Nobody would blame Cooper Tire & Rubber Co. if it was shy about jumping back into a joint venture in China. After all, problems with its Cooper Chengshan Tire Co. Ltd. JV in that nation helped torpedo Cooper's merger with India's Apollo Tyres Ltd.
But the Findlay, Ohio-based firm showed it was willing to go that route again with its deal to buy a 65 percent stake in Qingdao Ge Rui Da Rubber Co. Ltd. for about $93 million. Cooper officials, though, were quick to say they had been careful while performing due diligence on the Chinese firm, known more commonly as GRT.
They seem confident they found a partner they could trust, and CEO Roy Armes cited GRT's staff as one of the biggest reasons they went with this partner. He also said while he realizes the JV is not risk free, he feels “really good about this one.”

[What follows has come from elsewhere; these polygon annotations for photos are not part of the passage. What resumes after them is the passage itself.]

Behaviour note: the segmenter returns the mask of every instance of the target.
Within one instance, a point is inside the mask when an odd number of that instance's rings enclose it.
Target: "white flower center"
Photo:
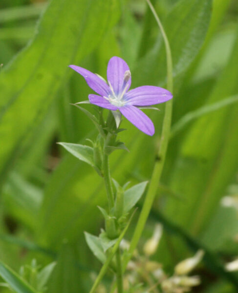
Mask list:
[[[114,91],[113,88],[110,82],[108,81],[108,84],[111,90],[111,93],[108,97],[104,97],[105,99],[108,101],[111,104],[117,107],[122,107],[127,104],[126,101],[123,100],[123,97],[127,92],[129,84],[127,82],[130,77],[130,72],[127,70],[124,74],[123,84],[122,88],[118,94],[116,94]]]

In the short term, the deal gives Cooper a supply of truck and bus radial tires other than from Prinx Chengshan (Shandong) Tire Co., its former JV. GRT currently has plenty of available capacity for TBR tires and also could produce more passenger tires if needed.
Cooper stressed that diversifying its supply of truck-bus radials was a top priority. It has an off-take agreement with PCT under terms of the former JV's dissolution that runs until mid-2018. While that partnership ended badly, Armes said since the sides terminated the JV, PCT actually has been a good partner, and the Cooper official didn't dismiss extending the off-take supply deal once it expired.
It also wouldn't be surprising to see Cooper and Argentina's Fate S.a.i.c. expand a recent distribution partnership to include supply of TBR tires. Cooper found itself exposed by having limited supply for the TBR market before, and it will make sure that doesn't happen again.
The company showed that ruling out the JV option wasn't a good long-term plan, as long as it takes a close look at the partner.